Alan Kay on Marshal McLuhan and the Personal Computer - antoniuschan99
http://kokonautlabs.wordpress.com/2013/02/27/alan-kay-on-marshal-mcluhan-and-the-personal-computer/
======
networked
A essentially similar view of technology's interrelation with media seems to
be held by the computing pioneer Ted Nelson. He, however, frames it in a much
more cynical way. In fact, the lack of care about its role as a medium with
which the computer was (and continues to be) developed left him disgruntled
with "technologists" as the social group responsible for this development.

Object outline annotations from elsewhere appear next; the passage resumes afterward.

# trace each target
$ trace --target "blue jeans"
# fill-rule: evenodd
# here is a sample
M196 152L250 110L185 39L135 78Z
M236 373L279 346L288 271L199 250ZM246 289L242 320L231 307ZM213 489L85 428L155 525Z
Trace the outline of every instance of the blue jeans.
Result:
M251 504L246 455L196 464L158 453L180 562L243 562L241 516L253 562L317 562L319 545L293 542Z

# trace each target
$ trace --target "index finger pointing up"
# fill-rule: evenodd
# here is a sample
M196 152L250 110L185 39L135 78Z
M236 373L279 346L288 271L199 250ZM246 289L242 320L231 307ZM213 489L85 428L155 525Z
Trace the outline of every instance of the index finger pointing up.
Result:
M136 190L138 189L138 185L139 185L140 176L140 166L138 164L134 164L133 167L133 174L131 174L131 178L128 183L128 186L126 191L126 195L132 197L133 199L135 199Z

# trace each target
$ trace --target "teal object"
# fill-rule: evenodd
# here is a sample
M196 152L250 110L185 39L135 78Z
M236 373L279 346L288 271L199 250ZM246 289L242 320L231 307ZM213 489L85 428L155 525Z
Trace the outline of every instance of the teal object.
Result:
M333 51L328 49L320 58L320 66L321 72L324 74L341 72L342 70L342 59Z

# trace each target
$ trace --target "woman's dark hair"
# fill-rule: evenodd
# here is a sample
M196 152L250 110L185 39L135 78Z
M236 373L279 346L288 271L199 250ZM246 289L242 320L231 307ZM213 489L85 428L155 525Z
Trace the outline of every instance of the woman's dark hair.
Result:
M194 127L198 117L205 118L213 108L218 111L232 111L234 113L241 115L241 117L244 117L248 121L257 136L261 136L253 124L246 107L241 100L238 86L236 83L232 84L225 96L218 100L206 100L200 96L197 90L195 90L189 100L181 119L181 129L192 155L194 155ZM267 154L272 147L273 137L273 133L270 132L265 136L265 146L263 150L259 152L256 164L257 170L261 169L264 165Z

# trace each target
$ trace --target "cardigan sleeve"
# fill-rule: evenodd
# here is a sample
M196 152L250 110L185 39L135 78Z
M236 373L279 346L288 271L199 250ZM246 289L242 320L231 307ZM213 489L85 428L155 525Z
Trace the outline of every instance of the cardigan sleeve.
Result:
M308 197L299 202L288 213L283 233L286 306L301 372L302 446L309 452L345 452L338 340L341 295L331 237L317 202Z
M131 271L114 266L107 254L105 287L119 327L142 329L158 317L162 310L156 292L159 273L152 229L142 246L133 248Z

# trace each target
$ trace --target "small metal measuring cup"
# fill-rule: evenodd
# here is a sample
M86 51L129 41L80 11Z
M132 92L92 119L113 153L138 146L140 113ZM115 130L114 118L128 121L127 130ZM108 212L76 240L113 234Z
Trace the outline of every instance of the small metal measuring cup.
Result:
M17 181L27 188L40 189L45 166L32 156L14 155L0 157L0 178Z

 _A frying-pan is technology. All human artifacts are technology. But beware
anybody who uses this term. Like "maturity" and "reality" and "progress", the
word "technology" has an agenda for your behavior: usually what is being
referred to as "technology" is something that somebody wants you to submit to.
"Technology" often implicitly refers to something you are expected to turn
over to "the guys who understand it."_

 _This is actually almost always a political move. Somebody wants you to give
certain things to them to design and decide. Perhaps you should, but perhaps
not._

 _This applies especially to "media". I have always considered designing the
media of tomorrow to be an art form (though an art form especially troubled by
the politics of standardization). Someone like Prof. Negroponte of MIT, with
whom I have long had a good-natured feud, wants to position the design of
digital media as "technology". That would make it implicitly beyond the
comprehension of citizens or ordinary corporation presidents, therefore to be
left to the "technologists"-- like you-know-who._

[...]

 _Hypertext is not technology but Literature. Literature is the information
that we package and save (first just books and newspapers and magazines, now
movies and recordings and CD-ROMs and what-all). The design of tomorrow's
literature determines what the human race will be able to keep track of and
understand. These are not issues to be left to "technologists"._

(Source: <http://hyperland.com/TedCompOneLiners>)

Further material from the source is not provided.